気化装置11は、下端に媒体入口12a、上端に媒体出口12b(図示省略)が設けられ、媒体出口12bを除いて上端が閉じられた薄肉円筒状のバス12と、バス12内に配置された伝熱管8と、バス12の下端を閉じる基板17とを備える。伝熱管8は、分配管8a、分配側環状管8b、複数の分岐管8c、8c・・・(図示省略)、集束側環状管8d(図示省略)、及び集束管8eからなる。
【0015】
分配管8aは、供給管10に接続され、基板17を貫通し、それに溶接されている。分配側環状管8bは、分配管8aに接続されてバス12内で水平に配置されている。分岐管8c、8c・・・は、入口側端部でそれぞれ環状管8bの適所に接続されて鉛直方向に螺旋状に巻かれている。集束側環状管8dは、全ての分岐管8cの出口側端部に接続されて水平に配置されている。集束管8eは、環状管8dに接続されて分岐管8cの螺旋軸上に立てられ、基板17を貫通し、それに固定されている。
【0016】
分配管8aには分配管8a内で基板17を貫通するように内管81が挿入されている。内管81は分配管8aと同軸上に配置され、内管81の外径は分配管8aの内径よりも小さい。従って、分配管8aの内周面と内管81の外周面とで環状の間隙82が形成されている。内管81の上端には径方向外方に突き出た鍔83が形成されており、鍔83が分配管8aに接合されることにより、内管81が固定されるとともに、環状間隙82の下流端が閉じられている。
【0017】
装置11によれば、供給管10から供給される液化ガスの一部が環状間隙82に入る。そして、環状間隙82内の液化ガスは分配管8a周囲の温水と熱交換して気化する。一方、液化ガスの残部は、内管81内に流れ続け、分岐管8c内を通過中に温水と熱交換して気化し、集束管8eにて集束されて送出される。
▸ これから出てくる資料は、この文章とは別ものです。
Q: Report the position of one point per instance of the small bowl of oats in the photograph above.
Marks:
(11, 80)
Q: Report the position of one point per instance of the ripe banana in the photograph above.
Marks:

装置11においては、環状間隙82内で気化したガスが、そこに滞留し、分配管8a周囲の温水と内管81内を流れ続ける液化ガスとの間で断熱層として機能する。このため、分配管8aにおける基板17との接合部近傍の外周面と内周面とではあまり温度差がなく、接合部に大きな熱応力がかからない。
【図面の簡単な説明】
【0018】
【図1】第一の実施形態に係る気化装置を示し、(a)はその鉛直方向要部断面図、(b)は(a)のB部拡大図、(c)は伝熱管の軸方向断面図である。
【図2】従来の多管式気化装置を示す一部破断正面図である。
【図3】第二の実施形態に係る気化装置を示し、(a)はその鉛直方向要部断面図、(b)は(a)のB部拡大図である。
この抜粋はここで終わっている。